The relatively new satellite Suomi NPP, a joint NASA/NOAA mission, carries an instrument called the Visible Infrared Imaging Radiometer Suite (VIIRS) that is specifically designed for measuring the glow of lights on the dark side of Earth. The result of these observations was a series of maps called "Earth a Night," which helped illustrate how composites of monthly average light use can help us better understand cultural trends and electricity use across the globe.
Predictably, holidays tend to be one of the largest drivers of light use, whether it be stunning Christmas displays lighting up a street, or a "festival of lights," complete with floating lanterns on a summer evening.
A new analysis of holiday lights in particular made use of an advanced algorithm developed by NASA's Goddard Space Flight Center team. The algorithm filters out moonlight, clouds, and reflective airborne particles in order to isolate man-made light output across the globe on a day-to-day basis.
In the United States
Predictably, the researchers found that the United States sees the start of its brightest season just after Thanksgiving, growing progressively brighter into New Year's Day.
"It's a near ubiquitous signal. Despite being ethnically and religiously diverse, we found that the US experiences a holiday increase that is present across most urban communities," said Miguel Román, a member of the Suomi NPP Land Discipline Team, who co-led the research. "These lighting patterns are tracking a national shared tradition." (Scroll to read on...)
He added that in most suburbs and outskirts of major cities, light intensity increased by 30 to 50 percent. Lights in the central urban areas did not increase as much as in the suburbs, but still brightened by 20 to 30 percent.
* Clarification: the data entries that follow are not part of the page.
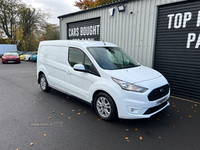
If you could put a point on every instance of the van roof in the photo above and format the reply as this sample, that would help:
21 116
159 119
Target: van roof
81 43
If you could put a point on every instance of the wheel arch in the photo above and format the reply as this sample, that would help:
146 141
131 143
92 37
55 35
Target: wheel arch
102 91
39 74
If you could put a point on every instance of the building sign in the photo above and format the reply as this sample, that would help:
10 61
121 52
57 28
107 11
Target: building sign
84 30
181 20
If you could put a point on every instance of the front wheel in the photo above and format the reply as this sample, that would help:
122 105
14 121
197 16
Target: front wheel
44 84
105 107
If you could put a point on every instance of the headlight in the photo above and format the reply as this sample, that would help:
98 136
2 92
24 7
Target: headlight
130 87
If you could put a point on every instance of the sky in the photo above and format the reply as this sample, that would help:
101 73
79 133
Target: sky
55 7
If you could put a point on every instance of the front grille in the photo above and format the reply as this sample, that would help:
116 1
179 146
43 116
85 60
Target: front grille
154 109
158 93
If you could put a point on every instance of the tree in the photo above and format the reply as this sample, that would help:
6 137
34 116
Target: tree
8 18
51 32
30 20
20 24
87 4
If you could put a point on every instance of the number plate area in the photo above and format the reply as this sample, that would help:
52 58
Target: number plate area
162 101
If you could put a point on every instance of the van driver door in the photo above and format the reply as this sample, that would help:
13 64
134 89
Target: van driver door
78 83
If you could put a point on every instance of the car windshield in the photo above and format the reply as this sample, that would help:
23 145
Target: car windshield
112 58
11 54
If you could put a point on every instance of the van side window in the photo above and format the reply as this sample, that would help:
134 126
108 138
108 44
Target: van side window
87 64
75 56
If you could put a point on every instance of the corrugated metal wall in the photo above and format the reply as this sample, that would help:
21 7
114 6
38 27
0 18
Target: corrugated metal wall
135 32
176 54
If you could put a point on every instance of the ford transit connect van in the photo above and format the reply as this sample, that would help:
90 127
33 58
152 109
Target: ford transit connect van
104 76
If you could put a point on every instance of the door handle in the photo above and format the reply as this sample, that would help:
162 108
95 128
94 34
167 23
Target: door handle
68 72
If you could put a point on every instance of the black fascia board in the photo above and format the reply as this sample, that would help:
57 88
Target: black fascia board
102 6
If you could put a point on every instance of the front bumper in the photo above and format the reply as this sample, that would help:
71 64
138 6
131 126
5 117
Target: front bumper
134 109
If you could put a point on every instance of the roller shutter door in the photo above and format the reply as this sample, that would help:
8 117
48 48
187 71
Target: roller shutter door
177 49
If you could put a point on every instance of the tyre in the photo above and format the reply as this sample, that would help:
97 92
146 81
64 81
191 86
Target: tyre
105 107
44 84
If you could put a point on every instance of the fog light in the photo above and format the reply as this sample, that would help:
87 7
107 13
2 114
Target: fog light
133 110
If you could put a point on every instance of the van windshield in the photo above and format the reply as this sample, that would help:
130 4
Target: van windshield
112 58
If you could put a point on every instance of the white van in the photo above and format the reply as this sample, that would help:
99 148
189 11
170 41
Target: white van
104 76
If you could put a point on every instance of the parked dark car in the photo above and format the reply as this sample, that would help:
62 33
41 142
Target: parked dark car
10 57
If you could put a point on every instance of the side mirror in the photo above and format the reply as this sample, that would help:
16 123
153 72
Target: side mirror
79 67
This has a lot to do with the simple fact that most urban areas are already well lit year-round. Suburbs, on the other hand, make a stunning effort to light their otherwise dark lawns and houses this time of year, resulting in a huge spike in light.
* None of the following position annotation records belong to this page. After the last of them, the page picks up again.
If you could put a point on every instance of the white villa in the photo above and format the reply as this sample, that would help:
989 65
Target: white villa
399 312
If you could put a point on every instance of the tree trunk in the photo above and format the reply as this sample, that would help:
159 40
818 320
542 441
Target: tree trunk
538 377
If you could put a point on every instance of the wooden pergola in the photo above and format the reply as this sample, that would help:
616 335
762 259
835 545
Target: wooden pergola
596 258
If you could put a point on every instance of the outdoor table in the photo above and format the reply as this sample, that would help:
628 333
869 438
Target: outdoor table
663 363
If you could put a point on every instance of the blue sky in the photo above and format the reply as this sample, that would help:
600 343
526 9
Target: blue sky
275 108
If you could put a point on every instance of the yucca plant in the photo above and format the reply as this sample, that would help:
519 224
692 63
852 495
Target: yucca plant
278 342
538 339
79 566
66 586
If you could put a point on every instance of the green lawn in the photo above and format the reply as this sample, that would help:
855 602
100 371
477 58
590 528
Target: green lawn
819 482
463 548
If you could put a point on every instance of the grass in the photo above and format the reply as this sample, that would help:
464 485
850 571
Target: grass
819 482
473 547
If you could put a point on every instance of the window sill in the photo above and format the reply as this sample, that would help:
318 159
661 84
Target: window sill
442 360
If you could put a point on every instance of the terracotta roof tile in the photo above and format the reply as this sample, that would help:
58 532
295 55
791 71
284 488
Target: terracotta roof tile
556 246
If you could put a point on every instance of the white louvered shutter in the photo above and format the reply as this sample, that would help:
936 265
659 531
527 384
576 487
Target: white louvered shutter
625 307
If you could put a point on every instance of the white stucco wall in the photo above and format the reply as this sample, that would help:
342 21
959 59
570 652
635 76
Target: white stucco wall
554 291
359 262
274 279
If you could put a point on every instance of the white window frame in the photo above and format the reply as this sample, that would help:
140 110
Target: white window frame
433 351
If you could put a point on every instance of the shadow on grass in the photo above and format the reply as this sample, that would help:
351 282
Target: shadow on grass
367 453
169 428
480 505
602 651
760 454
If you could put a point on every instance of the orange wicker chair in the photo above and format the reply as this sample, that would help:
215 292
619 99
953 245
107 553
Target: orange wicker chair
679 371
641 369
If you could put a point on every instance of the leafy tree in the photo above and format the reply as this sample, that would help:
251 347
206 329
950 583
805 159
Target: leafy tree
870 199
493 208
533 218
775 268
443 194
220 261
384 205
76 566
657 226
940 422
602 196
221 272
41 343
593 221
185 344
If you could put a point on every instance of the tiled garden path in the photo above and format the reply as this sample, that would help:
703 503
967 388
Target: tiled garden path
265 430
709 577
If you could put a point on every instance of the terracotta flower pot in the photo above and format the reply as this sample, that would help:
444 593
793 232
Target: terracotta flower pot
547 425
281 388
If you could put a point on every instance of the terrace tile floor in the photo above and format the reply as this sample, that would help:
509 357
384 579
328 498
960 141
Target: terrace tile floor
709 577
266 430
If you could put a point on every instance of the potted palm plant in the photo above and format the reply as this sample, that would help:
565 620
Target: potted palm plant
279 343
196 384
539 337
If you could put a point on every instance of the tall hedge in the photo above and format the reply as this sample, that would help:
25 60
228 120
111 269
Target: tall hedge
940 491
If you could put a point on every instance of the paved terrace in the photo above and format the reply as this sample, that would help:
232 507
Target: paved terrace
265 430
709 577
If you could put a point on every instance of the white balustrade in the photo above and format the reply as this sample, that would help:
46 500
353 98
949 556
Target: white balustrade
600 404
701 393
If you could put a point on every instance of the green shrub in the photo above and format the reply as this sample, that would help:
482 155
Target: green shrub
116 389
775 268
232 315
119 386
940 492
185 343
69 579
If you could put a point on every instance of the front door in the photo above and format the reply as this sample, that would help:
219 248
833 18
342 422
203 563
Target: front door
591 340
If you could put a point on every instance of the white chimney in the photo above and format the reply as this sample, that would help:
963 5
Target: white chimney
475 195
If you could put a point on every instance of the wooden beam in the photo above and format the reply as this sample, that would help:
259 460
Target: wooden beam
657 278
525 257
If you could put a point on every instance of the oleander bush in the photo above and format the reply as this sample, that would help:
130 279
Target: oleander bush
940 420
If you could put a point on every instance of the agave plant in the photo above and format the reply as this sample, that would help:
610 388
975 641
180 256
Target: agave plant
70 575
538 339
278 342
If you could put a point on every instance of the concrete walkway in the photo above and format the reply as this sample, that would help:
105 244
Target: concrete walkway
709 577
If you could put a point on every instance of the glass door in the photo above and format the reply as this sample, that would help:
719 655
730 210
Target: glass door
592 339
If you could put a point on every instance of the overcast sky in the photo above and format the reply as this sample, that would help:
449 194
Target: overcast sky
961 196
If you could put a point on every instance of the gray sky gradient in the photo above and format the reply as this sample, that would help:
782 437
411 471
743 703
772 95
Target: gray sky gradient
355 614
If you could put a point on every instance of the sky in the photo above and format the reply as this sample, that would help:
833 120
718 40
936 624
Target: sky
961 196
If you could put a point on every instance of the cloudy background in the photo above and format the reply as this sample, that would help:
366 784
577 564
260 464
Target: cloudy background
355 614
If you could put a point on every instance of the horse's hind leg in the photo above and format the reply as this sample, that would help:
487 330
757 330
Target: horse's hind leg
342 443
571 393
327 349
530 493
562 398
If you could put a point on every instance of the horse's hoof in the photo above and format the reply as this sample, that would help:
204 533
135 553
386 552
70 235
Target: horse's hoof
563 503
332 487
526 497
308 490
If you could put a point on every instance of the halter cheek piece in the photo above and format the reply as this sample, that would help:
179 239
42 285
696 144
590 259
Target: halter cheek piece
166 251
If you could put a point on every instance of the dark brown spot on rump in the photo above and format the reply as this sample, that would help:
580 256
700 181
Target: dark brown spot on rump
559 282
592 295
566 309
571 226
This trend is noticeable in other countries with holidays that focus on lighting the night as well, such as the Chinese New Year.
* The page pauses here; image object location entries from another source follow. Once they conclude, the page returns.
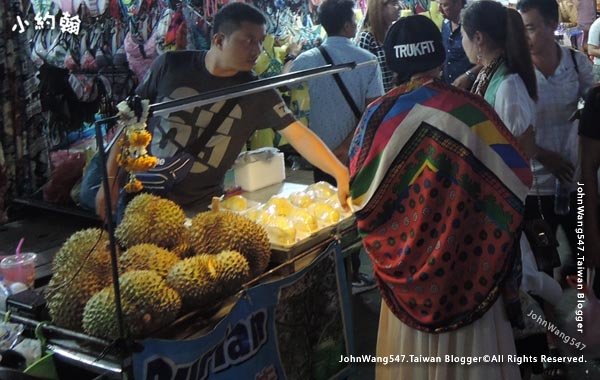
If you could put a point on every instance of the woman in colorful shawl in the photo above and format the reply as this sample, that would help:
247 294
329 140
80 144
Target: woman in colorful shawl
438 186
494 36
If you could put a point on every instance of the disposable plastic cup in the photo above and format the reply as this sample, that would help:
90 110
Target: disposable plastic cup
19 268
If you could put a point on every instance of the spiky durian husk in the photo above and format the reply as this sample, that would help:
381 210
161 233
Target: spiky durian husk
213 232
67 295
183 248
195 279
232 270
148 257
147 303
153 220
88 248
80 269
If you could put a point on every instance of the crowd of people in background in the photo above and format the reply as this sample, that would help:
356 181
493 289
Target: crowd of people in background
504 64
456 138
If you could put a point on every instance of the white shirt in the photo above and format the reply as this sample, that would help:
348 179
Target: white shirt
594 38
513 105
558 96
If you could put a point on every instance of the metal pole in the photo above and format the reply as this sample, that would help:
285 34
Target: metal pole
110 228
58 330
253 87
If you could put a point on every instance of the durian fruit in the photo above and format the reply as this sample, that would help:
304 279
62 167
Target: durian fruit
320 190
235 203
148 257
184 247
147 303
334 202
300 199
252 213
195 279
280 206
215 231
151 219
232 270
325 214
303 222
281 231
81 268
89 247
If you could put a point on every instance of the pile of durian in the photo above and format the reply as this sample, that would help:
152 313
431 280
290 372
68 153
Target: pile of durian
165 268
291 219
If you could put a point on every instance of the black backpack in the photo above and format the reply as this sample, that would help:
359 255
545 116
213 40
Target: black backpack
590 114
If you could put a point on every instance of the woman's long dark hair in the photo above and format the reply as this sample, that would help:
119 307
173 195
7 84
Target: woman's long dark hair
505 28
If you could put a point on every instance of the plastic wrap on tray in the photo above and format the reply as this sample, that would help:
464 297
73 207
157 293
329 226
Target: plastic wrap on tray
291 220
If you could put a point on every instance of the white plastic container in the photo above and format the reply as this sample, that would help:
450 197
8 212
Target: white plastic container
260 168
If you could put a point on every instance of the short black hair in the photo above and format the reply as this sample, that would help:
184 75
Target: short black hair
548 8
229 18
333 14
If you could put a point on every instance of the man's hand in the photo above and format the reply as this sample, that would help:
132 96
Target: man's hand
342 154
343 185
463 82
558 166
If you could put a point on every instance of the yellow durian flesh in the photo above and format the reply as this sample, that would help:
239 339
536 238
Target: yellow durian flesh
235 203
280 230
324 213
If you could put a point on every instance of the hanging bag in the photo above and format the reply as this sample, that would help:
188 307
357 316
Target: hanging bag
170 171
342 86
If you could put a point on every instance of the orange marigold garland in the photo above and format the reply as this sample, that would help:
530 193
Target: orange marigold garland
134 156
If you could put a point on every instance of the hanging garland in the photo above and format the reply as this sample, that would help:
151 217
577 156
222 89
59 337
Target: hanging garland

Mystery In the Middle East
However, not every light spike was associated with a "light the night" holiday. During Ramadan, for instance, several cities in the Middle East like Cairo, Riyadh, and Jeddah saw a sudden surge in night light by nearly 60 to 100 percent, despite no known tradition of holiday decoration, fireworks, or lantern release. In fact, Ramadan is a holiday that centers around fasting, so what was going on there?
The researchers suspect that in large and bustling cities like Cairo, Muslims spend more of what could have been mealtime socializing and enjoying night life, which means shops stay open later, and more people, and more lights, are about. (Scroll to read on...)
However, this wasn't apparent in all Muslim cities.
"Even within majority Muslim populations, there are a lot of variations," said Eleanor Stokes, who co-led the study with Román. "What we've seen is that these lighting patterns track cultural variation within the Middle East."
However, as the time came for the Eid al-Fitr celebration that marks of the end of Ramadan, light use soared across all study groups, as all the neighborhoods appeared to join in the festivities.
This told the researchers that shared cultural customs will sometimes drive light usage across entire regions - a pattern that utility companies even in places like the Middle East must account for.
"What's really difficult to do is to try and track people's activity patterns and to understand how this shapes the demand for energy services," Román explained. "We can now see pieces of these patterns from space - when, where and how often we turn on the lights."